Testing is an important part of the process of developing declarative agents for Microsoft 365 Copilot Chat. You can use developer mode while testing your agent to verify whether and how the Copilot orchestrator selects your knowledge sources for use in response to given prompts.

Additionally, you can use the Preview your app (F5) feature in the Microsoft 365 Agents Toolkit to test your agents in a local development environment. This feature provides an interactive way to validate behavior and troubleshoot issues directly from the development interface.

Use developer mode in Copilot Chat and Agents Toolkit

You can test your agent from Agents Toolkit in Visual Studio Code by selecting Preview your app (F5) in the Agents Toolkit pane. This launches your agent in a browser-based Copilot Chat experience, enabling you to quickly validate how it behaves in response to prompts.

Screenshot of Visual Studio Code showing the 'Preview your app (F5)' feature to test Microsoft 365 agents in the browser

Once you select your agent in Microsoft 365 Copilot Chat, enable developer mode by typing -developer on. To disable developer mode, type -developer off.

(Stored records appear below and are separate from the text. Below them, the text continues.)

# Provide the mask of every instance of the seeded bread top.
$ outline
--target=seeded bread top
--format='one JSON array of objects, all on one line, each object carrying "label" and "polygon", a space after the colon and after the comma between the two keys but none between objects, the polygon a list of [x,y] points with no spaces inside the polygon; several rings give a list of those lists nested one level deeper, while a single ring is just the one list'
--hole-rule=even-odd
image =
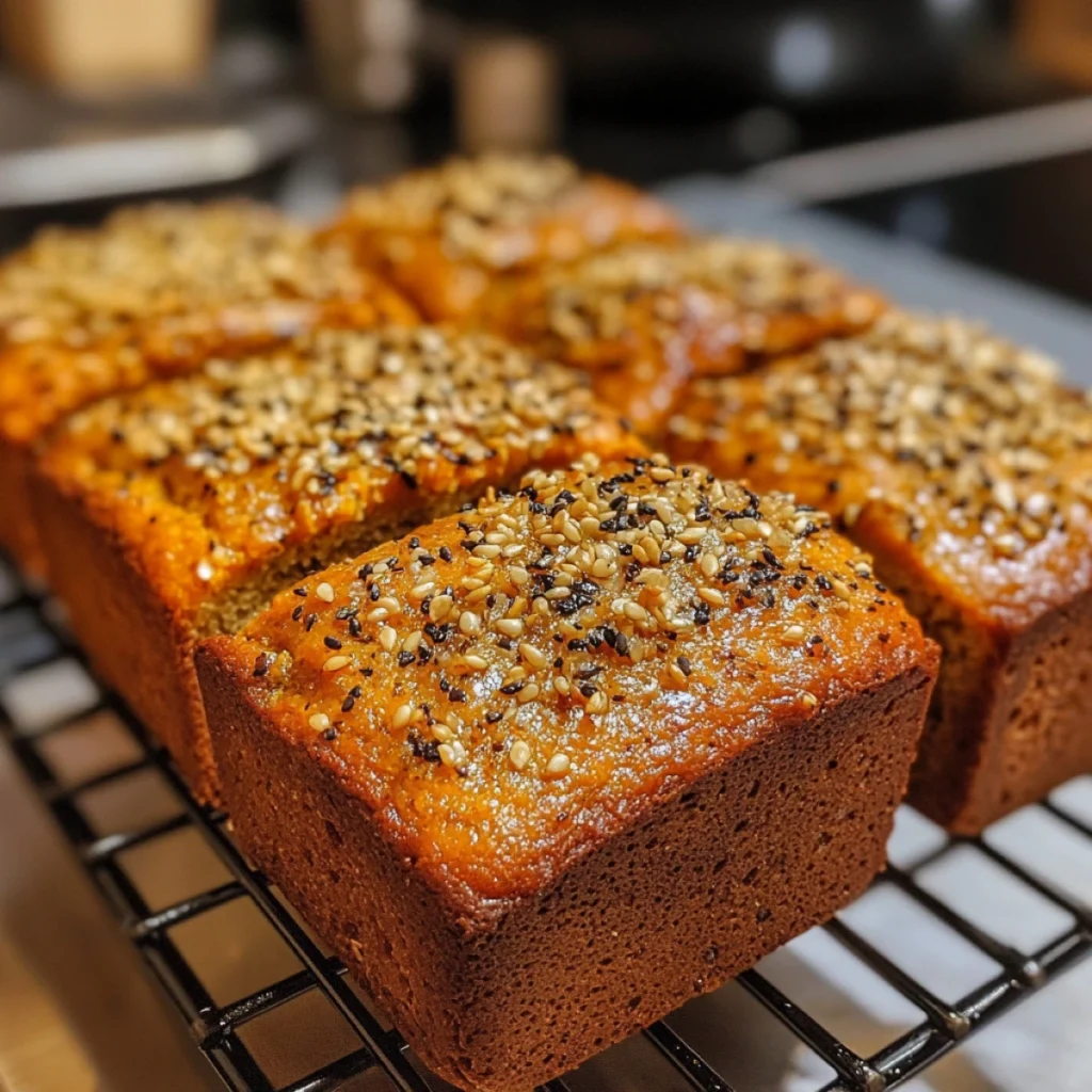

Screenshot of Copilot Chat session where user typed `-developer on` to successfully enable developer mode

While developer mode is enabled, a card with debug information returns whenever the orchestrator searches within your enterprise knowledge (data), capabilities, or skills (actions or plugins) within your agent. In the Agent Toolkit, this debug information appears in the Debug panel and includes the following fields:

  • Agent metadata: identifiers for the agent and conversation
  • Capabilities: A list of capabilities configured for the agent, along with their execution status and response statistics (if executed)
  • Actions: A list of actions configured for the agent
    • Matched functions: status of functions matched in the runtime app index lookup
    • Selected functions for execution: status of functions selected for invocation based on orchestrator reasoning

Agent metadata section

The agent metadata provides key details about the agent and the current debugging session, including:

  • Summary - A high-level overview of the configured knowledge sources and their usage statistics
  • Agent ID - A unique identifier for the agent, which includes the title ID and manifest ID
  • Agent version – The version number of the agent currently in use
  • Conversation ID - Identifier for the active chat session or conversation
  • Request ID - Identifier for the specific prompt within the conversation

Screenshot of Agents Toolkit session where Copilot has returned a card with debugging information showing the agent metadata

Agent capabilities

The agent capabilities section displays the configured capabilities for the agent, defining the scope of its accessible knowledge sources. The following details are provided for each capability used by the prompt.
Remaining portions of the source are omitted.